職員室に着き、制服の管理をしていた先生の席へと向かう。


「あった…」


先生の言う通り職員室にあり、私専用の紙袋に入っていたようだ。

中には演出で使う眼鏡も入っている。


設定は、漫画や小説でありきたりな実は美人の地味な女と、イケメン男の恋愛もの、らしい。

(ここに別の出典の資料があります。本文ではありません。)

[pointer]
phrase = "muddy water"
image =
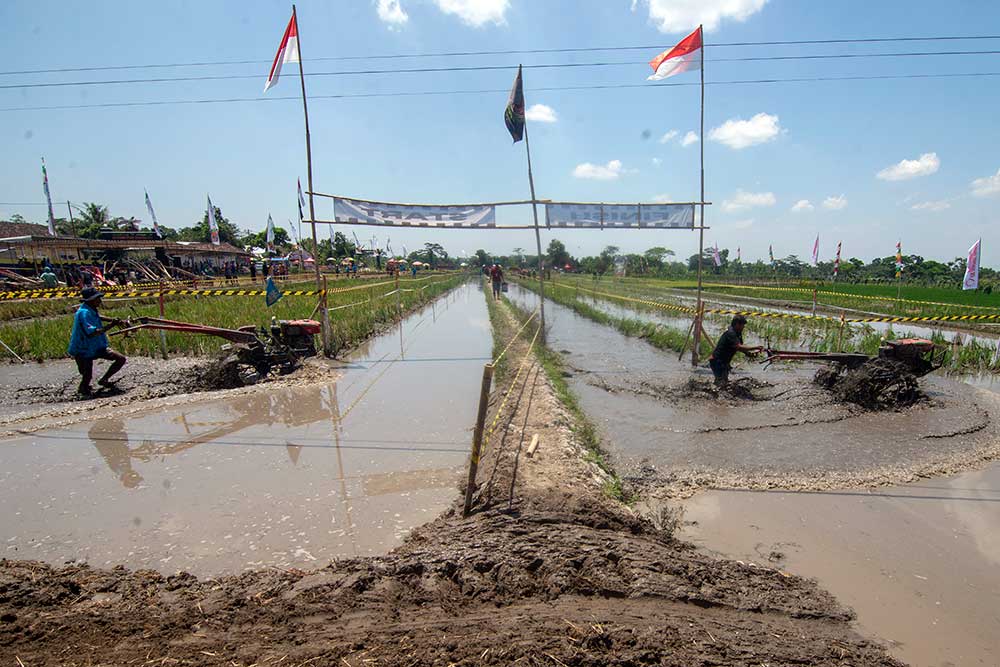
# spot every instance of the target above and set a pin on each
(919, 564)
(797, 439)
(292, 477)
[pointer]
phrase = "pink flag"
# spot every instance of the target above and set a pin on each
(288, 52)
(687, 55)
(971, 280)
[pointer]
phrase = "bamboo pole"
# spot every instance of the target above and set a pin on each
(538, 236)
(325, 319)
(701, 230)
(163, 334)
(477, 436)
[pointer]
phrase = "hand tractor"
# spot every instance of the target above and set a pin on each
(256, 351)
(916, 355)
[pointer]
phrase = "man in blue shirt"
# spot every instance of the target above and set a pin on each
(88, 342)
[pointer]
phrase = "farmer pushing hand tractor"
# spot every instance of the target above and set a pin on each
(88, 341)
(729, 344)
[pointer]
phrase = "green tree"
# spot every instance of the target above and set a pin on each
(228, 232)
(557, 254)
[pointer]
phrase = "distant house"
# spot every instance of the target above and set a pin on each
(26, 246)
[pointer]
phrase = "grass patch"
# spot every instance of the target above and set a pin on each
(582, 427)
(47, 337)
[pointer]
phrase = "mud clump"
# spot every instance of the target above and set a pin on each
(219, 374)
(876, 385)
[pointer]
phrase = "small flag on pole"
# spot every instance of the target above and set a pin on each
(48, 199)
(213, 226)
(513, 115)
(271, 293)
(288, 52)
(971, 280)
(270, 234)
(687, 55)
(152, 214)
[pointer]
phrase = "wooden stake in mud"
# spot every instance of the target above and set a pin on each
(163, 334)
(840, 336)
(477, 436)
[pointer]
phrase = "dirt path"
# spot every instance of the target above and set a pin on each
(546, 571)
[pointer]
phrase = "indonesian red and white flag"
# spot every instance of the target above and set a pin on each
(288, 52)
(687, 55)
(971, 280)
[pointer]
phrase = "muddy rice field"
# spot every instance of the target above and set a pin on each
(316, 518)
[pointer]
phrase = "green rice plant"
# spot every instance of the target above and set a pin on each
(367, 311)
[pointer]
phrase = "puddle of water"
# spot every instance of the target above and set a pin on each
(920, 563)
(802, 434)
(292, 477)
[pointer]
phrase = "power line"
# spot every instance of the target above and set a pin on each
(488, 68)
(454, 54)
(429, 93)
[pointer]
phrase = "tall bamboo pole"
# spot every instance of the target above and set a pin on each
(324, 314)
(538, 236)
(701, 230)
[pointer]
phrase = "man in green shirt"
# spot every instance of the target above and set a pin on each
(729, 344)
(49, 278)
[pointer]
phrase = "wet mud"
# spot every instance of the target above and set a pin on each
(670, 434)
(290, 473)
(545, 571)
(917, 563)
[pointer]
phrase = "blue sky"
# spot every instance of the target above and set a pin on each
(768, 146)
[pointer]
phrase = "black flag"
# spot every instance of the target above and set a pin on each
(513, 116)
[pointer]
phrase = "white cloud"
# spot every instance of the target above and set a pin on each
(668, 136)
(672, 16)
(391, 12)
(540, 113)
(738, 133)
(612, 171)
(476, 13)
(904, 170)
(986, 186)
(931, 206)
(746, 200)
(835, 203)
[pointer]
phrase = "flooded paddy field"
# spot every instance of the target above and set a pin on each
(896, 512)
(292, 474)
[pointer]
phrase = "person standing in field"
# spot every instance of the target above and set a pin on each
(496, 277)
(89, 341)
(729, 344)
(49, 278)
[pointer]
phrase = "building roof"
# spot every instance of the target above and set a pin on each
(12, 229)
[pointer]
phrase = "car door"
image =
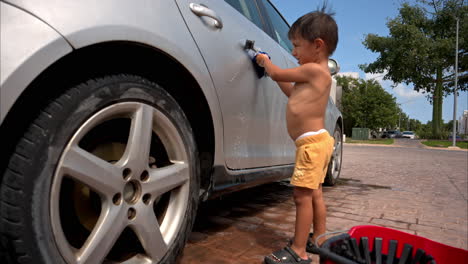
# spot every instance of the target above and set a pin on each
(253, 108)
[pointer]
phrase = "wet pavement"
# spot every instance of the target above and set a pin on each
(415, 190)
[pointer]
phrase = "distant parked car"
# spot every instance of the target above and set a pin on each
(457, 137)
(390, 134)
(408, 134)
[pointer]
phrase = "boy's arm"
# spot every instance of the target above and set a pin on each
(286, 87)
(302, 73)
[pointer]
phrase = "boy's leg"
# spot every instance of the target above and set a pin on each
(319, 214)
(303, 201)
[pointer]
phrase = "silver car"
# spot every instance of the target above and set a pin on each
(118, 117)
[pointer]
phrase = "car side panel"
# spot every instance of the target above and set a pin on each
(155, 23)
(31, 46)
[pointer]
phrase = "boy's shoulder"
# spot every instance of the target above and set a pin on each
(316, 69)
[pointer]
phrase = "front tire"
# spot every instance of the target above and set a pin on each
(106, 173)
(334, 167)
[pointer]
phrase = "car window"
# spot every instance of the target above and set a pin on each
(280, 27)
(249, 9)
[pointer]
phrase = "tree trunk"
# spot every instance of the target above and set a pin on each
(437, 105)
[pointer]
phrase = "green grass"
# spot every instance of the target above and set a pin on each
(445, 143)
(384, 141)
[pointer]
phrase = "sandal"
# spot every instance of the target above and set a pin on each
(285, 256)
(310, 246)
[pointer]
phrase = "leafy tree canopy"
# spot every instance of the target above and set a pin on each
(421, 42)
(366, 104)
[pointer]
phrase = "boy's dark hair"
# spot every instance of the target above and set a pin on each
(317, 24)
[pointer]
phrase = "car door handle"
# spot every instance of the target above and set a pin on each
(201, 10)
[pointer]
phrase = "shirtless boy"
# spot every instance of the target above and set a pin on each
(314, 37)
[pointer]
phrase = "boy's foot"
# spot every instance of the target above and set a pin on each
(310, 246)
(286, 256)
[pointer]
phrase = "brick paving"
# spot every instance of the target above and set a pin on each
(415, 190)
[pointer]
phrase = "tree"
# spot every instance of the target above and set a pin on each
(366, 104)
(421, 50)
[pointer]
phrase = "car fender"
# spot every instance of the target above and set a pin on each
(22, 59)
(89, 22)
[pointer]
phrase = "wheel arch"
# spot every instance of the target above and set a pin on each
(116, 58)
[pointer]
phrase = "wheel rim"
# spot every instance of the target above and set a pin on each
(336, 156)
(120, 192)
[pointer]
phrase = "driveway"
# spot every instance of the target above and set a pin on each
(416, 190)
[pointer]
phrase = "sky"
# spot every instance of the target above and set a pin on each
(355, 19)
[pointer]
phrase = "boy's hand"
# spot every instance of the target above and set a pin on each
(261, 57)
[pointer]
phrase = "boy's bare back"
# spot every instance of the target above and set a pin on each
(308, 101)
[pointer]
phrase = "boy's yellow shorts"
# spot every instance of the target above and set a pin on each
(313, 154)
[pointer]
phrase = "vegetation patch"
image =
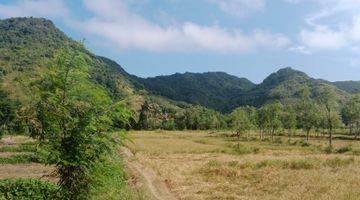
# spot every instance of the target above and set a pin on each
(338, 162)
(241, 149)
(25, 147)
(19, 159)
(344, 149)
(35, 189)
(109, 181)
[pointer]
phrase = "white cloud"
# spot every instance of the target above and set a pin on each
(240, 7)
(334, 26)
(114, 22)
(36, 8)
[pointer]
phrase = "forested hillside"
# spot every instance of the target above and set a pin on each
(224, 92)
(211, 89)
(27, 45)
(283, 85)
(348, 86)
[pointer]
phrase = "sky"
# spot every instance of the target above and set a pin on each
(246, 38)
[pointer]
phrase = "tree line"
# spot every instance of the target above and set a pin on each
(321, 114)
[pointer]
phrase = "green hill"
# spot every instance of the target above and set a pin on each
(348, 86)
(27, 45)
(283, 85)
(224, 92)
(211, 89)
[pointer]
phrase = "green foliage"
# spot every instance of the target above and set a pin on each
(75, 116)
(109, 180)
(19, 148)
(7, 113)
(241, 121)
(213, 89)
(348, 86)
(21, 189)
(270, 116)
(19, 159)
(307, 112)
(351, 114)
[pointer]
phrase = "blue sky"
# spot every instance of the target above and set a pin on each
(246, 38)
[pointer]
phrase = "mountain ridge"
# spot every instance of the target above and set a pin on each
(28, 43)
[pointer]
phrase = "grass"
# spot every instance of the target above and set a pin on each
(200, 165)
(17, 159)
(109, 181)
(24, 147)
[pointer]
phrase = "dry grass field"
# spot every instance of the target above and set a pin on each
(204, 165)
(11, 148)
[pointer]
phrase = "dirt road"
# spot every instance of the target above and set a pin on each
(156, 187)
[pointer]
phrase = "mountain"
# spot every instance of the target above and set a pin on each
(28, 44)
(211, 89)
(225, 92)
(348, 86)
(284, 85)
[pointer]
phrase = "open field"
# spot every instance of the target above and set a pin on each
(200, 165)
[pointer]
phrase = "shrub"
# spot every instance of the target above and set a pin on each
(304, 143)
(338, 162)
(278, 140)
(301, 164)
(28, 189)
(328, 149)
(344, 149)
(240, 149)
(18, 159)
(26, 147)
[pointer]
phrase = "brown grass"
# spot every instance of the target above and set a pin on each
(198, 165)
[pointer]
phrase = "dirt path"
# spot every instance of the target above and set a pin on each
(154, 184)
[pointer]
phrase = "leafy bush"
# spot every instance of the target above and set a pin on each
(328, 149)
(28, 189)
(26, 147)
(239, 149)
(304, 143)
(18, 159)
(109, 180)
(344, 149)
(338, 162)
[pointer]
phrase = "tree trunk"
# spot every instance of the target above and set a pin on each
(330, 137)
(307, 135)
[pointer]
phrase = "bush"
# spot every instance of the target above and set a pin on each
(239, 149)
(304, 143)
(18, 159)
(28, 189)
(109, 180)
(328, 149)
(338, 162)
(344, 149)
(278, 140)
(26, 147)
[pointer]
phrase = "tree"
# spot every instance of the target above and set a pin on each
(351, 114)
(288, 119)
(261, 121)
(7, 113)
(326, 98)
(75, 115)
(240, 122)
(272, 117)
(306, 112)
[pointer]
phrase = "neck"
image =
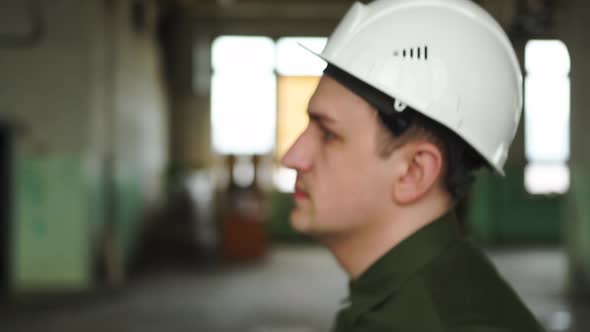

実は美人っていうのは少し無理があるが、地味な女はいける気がする。


なんて思いながら、職員室の近くにある教室で着替える。


せっかくの劇だ。
生徒には何をするか秘密にしてある。

生徒の反応を楽しみにしてるい先生たちがほとんどだから、ここでバレてはならないと思い、眼鏡もかけた。


着替え終わり、外へと出る。

最初こそ恐る恐る廊下を通るけれど、すれ違う生徒は私に一切気づかない。


そこまで馴染んでるのかと、逆に少し自信につながった。


それでもなるべく人が通らない校舎を通り、大丈夫だとは思うけれど少し俯き加減で少し急いでいると───


「……きゃ…!」


誰かと思いっきりぶつかって、こけてしまう私。
恥ずかしい上にダサすぎる。


とりあえず立ち上がろうとしたその時。


「悪い。あんた大丈夫か?」


あの、低くて聞きなれた声が耳に届いた。